Ia menambahkan, perlunya penguatan norma dalam Rancangan Undang-Undang tentang Hukum Acara Pidana (RUU KUHAP) agar implementasi restorative justice memiliki panduan yang sama di semua lembaga penegak hukum, seperti kepolisian, kejaksaan, dan pengadilan. Selama ini, perbedaan tafsir antar lembaga menyebabkan ketidakkonsistenan dalam penegakan hukum.
“Selama ini beda-beda, ada yang ikut Perma, ada yang ikut petunjuk kejaksaan. Kita ingin satukan dalam KUHAP nanti, supaya penafsirannya tidak berbeda-beda. Persyaratannya juga harus diperjelas,” tegasnya.
Dalam kesempatan yang sama, Safaruddin juga menyoroti pentingnya penguatan fungsi check and balances antar lembaga penegak hukum. Menurutnya, meskipun mekanisme pengawasan kejaksaan terhadap proses penyidikan sudah berjalan, efektivitasnya masih perlu ditingkatkan.
“Selama ini sudah ada mekanisme pengawasan dari kejaksaan, tapi belum efektif.
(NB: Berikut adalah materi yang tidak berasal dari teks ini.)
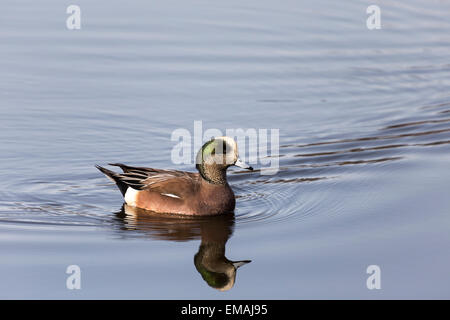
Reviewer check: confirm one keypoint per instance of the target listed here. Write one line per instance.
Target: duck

Harapannya, KUHAP nanti bisa menciptakan satu persepsi yang sama antara kepolisian dan kejaksaan,” ucap mantan Kapolda Kaltim itu.
Komisi III melakukan kunjungan kerja ke Provinsi Jawa Barat untuk menjaring masukan dari para mitra kerja dan akademisi sebagai bahan penyempurnaan RUU KUHAP. Diharapkan, produk legislasi ini nantinya dapat menghadirkan sistem peradilan pidana yang lebih efisien, adil, dan berpihak pada kepentingan masyarakat. (aha)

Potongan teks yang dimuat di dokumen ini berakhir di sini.